Worldpay Merger Agreement
On March 18, 2019, Worldpay, a leading payment processing company, announced its merger agreement with Fidelity National Information Services (FIS), a global provider of financial services technology. The merger, which is expected to close in the second half of 2019, will create one of the largest financial technology companies in the world.
The merger agreement between Worldpay and FIS is a significant move in the payments industry. The new company will be able to provide a wide range of financial technology solutions to businesses of all sizes. FIS has a strong presence in the banking industry, while Worldpay has a strong presence in the payment processing industry. The merger will allow the new company to offer a full suite of financial technology services, including payment processing, banking solutions, and risk management.
The two companies combined will have a market cap of over $80 billion and will generate more than $12 billion in annual revenue.
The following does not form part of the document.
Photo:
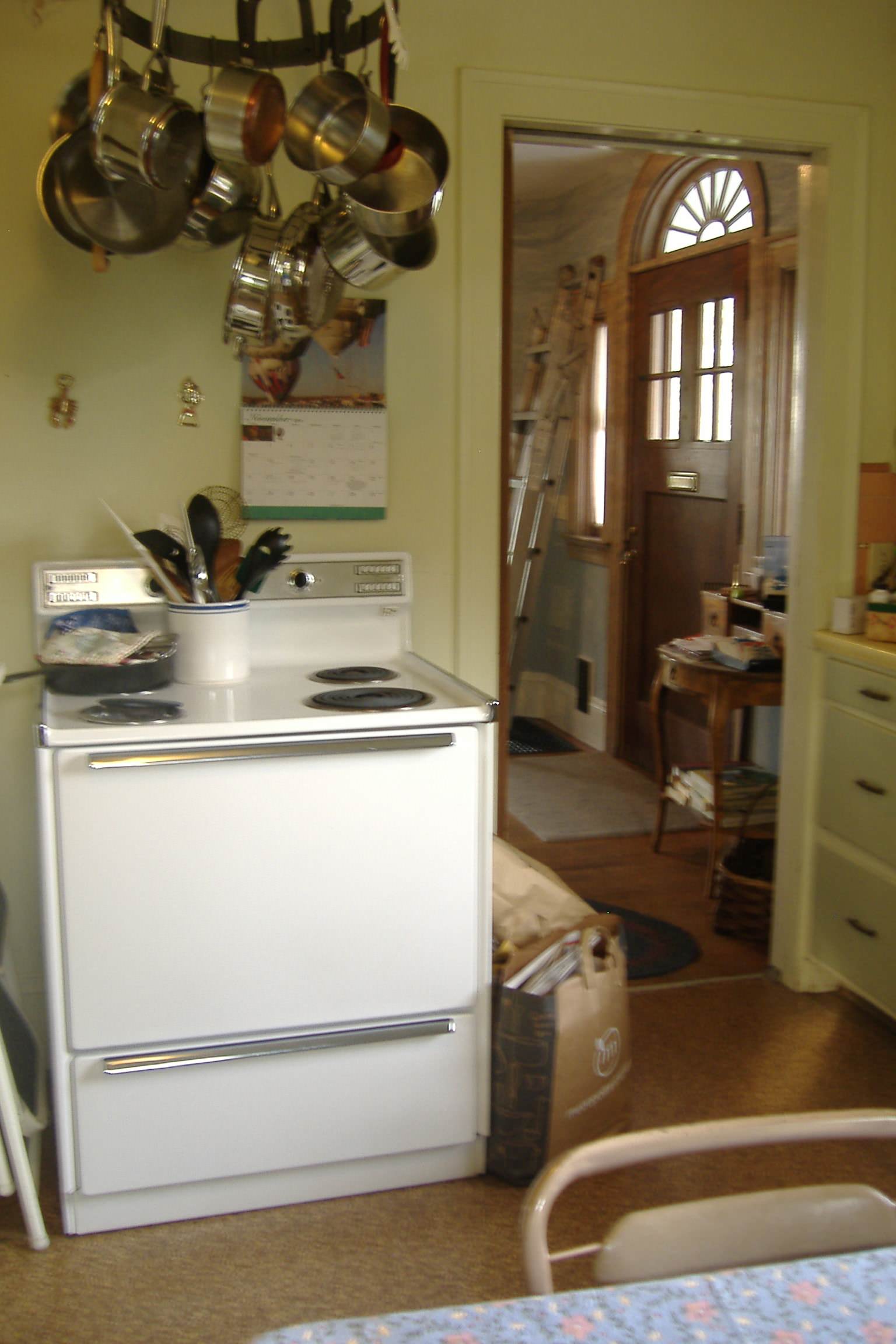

The merger is expected to result in significant cost savings and operational synergies. The new company will be well-positioned to compete with other financial technology giants such as Square and PayPal.
The merger agreement between Worldpay and FIS is also significant for investors. Both companies have been performing well in recent years, with Worldpay’s stock price increasing by nearly 40% in the past year alone. The merger is expected to create value for shareholders of both companies.
It is important to note that the merger agreement is subject to regulatory approval. The companies will need to obtain approval from various regulatory bodies in different countries before the merger can be completed. However, both Worldpay and FIS are confident that the merger will receive regulatory approval.
In conclusion, the merger agreement between Worldpay and Fidelity National Information Services is a significant move in the financial technology industry. The new company will be able to provide a wide range of financial technology solutions to businesses of all sizes. The merger is expected to result in significant cost savings and operational synergies, and it is expected to create value for shareholders of both companies. The next few months will be critical as the companies work to obtain regulatory approval for the merger.